Data on hospital admissions were obtained from two sources: the Hospital Episode Statistics (for any admissions) and the Secondary Users Service (for admissions with either discharge or death). Those who were still in the hospital by the study's end date were not included in the final tally,
The primary outcomes were hospital admissions and deaths linked with thrombocytopenia, venous thromboembolism, and arterial thromboembolism within 28 days of three exposures: 1) first dose of Oxford-AstraZeneca, 2) first dose of Pfizer-BioNTech, and 3) a SARS-CoV-2 positive test.
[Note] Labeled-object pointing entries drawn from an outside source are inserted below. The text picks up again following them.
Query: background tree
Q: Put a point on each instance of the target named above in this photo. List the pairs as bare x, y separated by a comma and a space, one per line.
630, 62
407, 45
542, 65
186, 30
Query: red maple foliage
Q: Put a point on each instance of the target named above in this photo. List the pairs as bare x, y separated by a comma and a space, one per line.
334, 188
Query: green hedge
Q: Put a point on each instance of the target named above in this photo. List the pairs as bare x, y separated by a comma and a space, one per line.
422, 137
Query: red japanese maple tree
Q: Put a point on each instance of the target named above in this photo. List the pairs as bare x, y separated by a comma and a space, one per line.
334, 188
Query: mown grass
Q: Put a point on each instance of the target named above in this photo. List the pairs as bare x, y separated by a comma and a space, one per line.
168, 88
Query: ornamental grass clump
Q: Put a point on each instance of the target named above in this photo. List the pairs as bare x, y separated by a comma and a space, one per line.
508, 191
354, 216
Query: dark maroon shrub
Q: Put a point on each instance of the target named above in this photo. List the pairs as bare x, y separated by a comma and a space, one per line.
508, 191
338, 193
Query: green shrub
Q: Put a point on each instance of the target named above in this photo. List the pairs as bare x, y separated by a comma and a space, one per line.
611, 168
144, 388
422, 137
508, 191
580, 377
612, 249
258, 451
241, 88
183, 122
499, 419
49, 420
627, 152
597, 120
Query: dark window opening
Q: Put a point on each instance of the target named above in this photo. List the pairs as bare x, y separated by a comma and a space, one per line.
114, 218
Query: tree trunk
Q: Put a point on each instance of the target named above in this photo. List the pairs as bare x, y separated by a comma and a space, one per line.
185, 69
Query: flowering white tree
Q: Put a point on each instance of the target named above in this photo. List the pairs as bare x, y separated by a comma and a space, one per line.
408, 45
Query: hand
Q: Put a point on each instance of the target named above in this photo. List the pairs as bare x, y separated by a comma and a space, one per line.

Meanwhile, the secondary outcomes included cerebral venous sinus thrombosis (CVST), myocardial infarction, ischemic stroke, and other rare arterial thrombotic events.
Responses to the vaccines and the infection were observed over the course of 28 days from the initial dose, where the scientists found that 107 of 10 million Oxford-AstraZeneca vaccinated persons were hospitalized or died from low platelet counts, compared to 934 out of 10 million after getting positive COVID-19 test results. Meanwhile, 66 out of 10 million were admitted to the hospital and died from blood clots in the vein, compared to 12,614 out of 10 million who tested positive for COVID-19. In addition, only 143 out of 10 million were hospitalized or died of ischemic stroke after Pfizer-BioNTech, compared to 1,699 who were COVID-19 positive.
"We found an increased risk of thrombocytopenia, venous thromboembolism, and other rare arterial thrombotic events in short time intervals after a first dose of the ChAdOx1 nCoV-19 vaccine, and of arterial thromboembolism and ischemic stroke after a first dose of the BNT162b2 mRNA vaccine. An increased risk of CVST was found after a first dose of both vaccines, which might be a potential signal, although numbers were small and further confirmation is needed. Importantly, the risks of these outcomes after vaccination were much lower than those associated with SARS-CoV-2 infection in the same population," said the researchers in their published paper.
The findings should be able to assuage fears that vaccinations bring more harm than good. In fact, the UK Joint Committee on Vaccination and Immunization has repeatedly reminded the public that the benefits of being vaccinated far outweigh any health risks that might come up. This is supported by the World Health Organization, the International Society on Thrombosis and Hemostasis, and the European Medicines Agency.